Search code examples
pythonjsondictionaryindexingflatten

Python - How can I move a nested json dictionary up to its own index?


I have a json dataset where each item/index can contain 2 nested dictionaries. The problem is that one of these nested dictionaries contains all of the exact key:value pairs as its parent dictionary. To put it in other words, I have a parent "Account" and any time there are "Sub-Accounts" it places the Sub-Accounts in the nested dictionary, and they are never seen as their own standalone item/index.

Here is the sample json of one item/index. Essentially, I need the sub_accounts object to extracted and become its own index. As you can see, it contains all of the same key:value objects as the parent containins the sub_accounts.

    {
        "classification": [
            {
                "classificationId": "Cash",
                "taxonomyId": "accounting.gp"
            }
        ],
        "id": "235",
        "kind": "Real",
        "name": "Checking",
        "sub_accounts": [
            {
                "classification": [
                    {
                        "classificationId": "Cash",
                        "taxonomyId": "accounting.gp"
                    }
                ],
                "id": "236",
                "kind": "Real",
                "name": "Cash Reserve",
                "sub_accounts": []
            }
        ]
    },

I have been able to use json_normalize or even variations of .pop() to accomplish a flattening of data and I have tried to explore other flattening options, but with no luck on the specific task I am trying to accomplish.
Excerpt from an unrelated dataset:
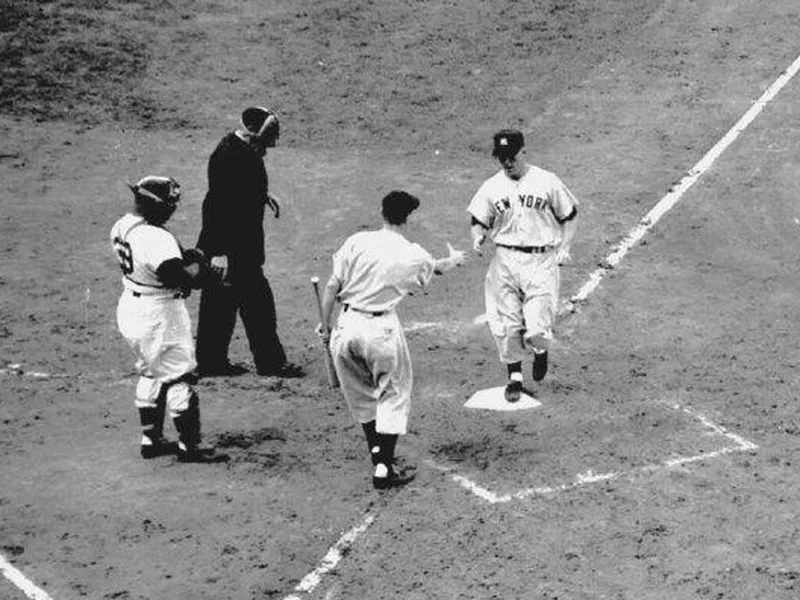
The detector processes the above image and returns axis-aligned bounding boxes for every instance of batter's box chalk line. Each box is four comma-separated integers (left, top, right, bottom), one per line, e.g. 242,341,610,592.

Those solutions usually just result with the subaccounts still be associated to the original index.


Solution

  • I don't have a generic answer, but this seems to do what you need:

    raw_data = """                                                                                                                                                                                 
    [                                                                                                                                                                                              
        {                                                                                                                                                                                          
            "classification": [                                                                                                                                                                    
                {                                                                                                                                                                                  
                    "classificationId": "Cash",                                                                                                                                                    
                    "taxonomyId": "accounting.gp"                                                                                                                                                  
                }                                                                                                                                                                                  
            ],                                                                                                                                                                                     
            "id": "235",                                                                                                                                                                           
            "kind": "Real",                                                                                                                                                                        
            "name": "Checking",                                                                                                                                                                    
            "sub_accounts": [                                                                                                                                                                      
                {                                                                                                                                                                                  
                    "classification": [                                                                                                                                                            
                        {                                                                                                                                                                          
                            "classificationId": "Cash",                                                                                                                                            
                            "taxonomyId": "accounting.gp"                                                                                                                                          
                        }                                                                                                                                                                          
                    ],                                                                                                                                                                             
                    "id": "236",                                                                                                                                                                   
                    "kind": "Real",                                                                                                                                                                
                    "name": "Cash Reserve",                                                                                                                                                        
                    "sub_accounts": []                                                                                                                                                             
                }                                                                                                                                                                                  
            ]                                                                                                                                                                                      
        }                                                                                                                                                                                          
    ]                                                                                                                                                                                              
    """                                                                                                                                                                                            
                                                                                                                                                                                                   
    import json                                                                                                                                                                                    
    jdict = json.loads(raw_data)                                                                                                                                                                   
                                                                                                                                                                                                   
    empty_list = list()                                                                                                                                                                            
    result     = list()                                                                                                                                                                            
    for elem in jdict:                                                                                                                                                                             
        sub_elem_list = elem['sub_accounts']                                                                                                                                                       
        elem['sub_accounts'] = empty_list                                                                                                                                                          
        result.append(elem)                                                                                                                                                                        
        for sub_elem in sub_elem_list:                                                                                                                                                             
            result.append(sub_elem)                                                                                                                                                                
                                                                                                                                                                                                   
    print(json.dumps(result, indent=4)) 
    
    output = """
    [
        {
            "classification": [
                {
                    "classificationId": "Cash",
                    "taxonomyId": "accounting.gp"
                }
            ],
            "id": "235",
            "kind": "Real",
            "name": "Checking",
            "sub_accounts": []
        },
        {
            "classification": [
                {
                    "classificationId": "Cash",
                    "taxonomyId": "accounting.gp"
                }
            ],
            "id": "236",
            "kind": "Real",
            "name": "Cash Reserve",
            "sub_accounts": []
        }
    ]
    
    """
    

    When you have nested structures you need to nest your loops. The other answer has recursion, which can cause problems if you're nesting over a thousand recursive calls (so probably not this case). I also assumed that you care about order, preferring the parent's id to be first. Also, if you're trying to get rid of the sub_accounts from the json, then you'd want to pop it from the records, but I again assume that the structure should be maintained.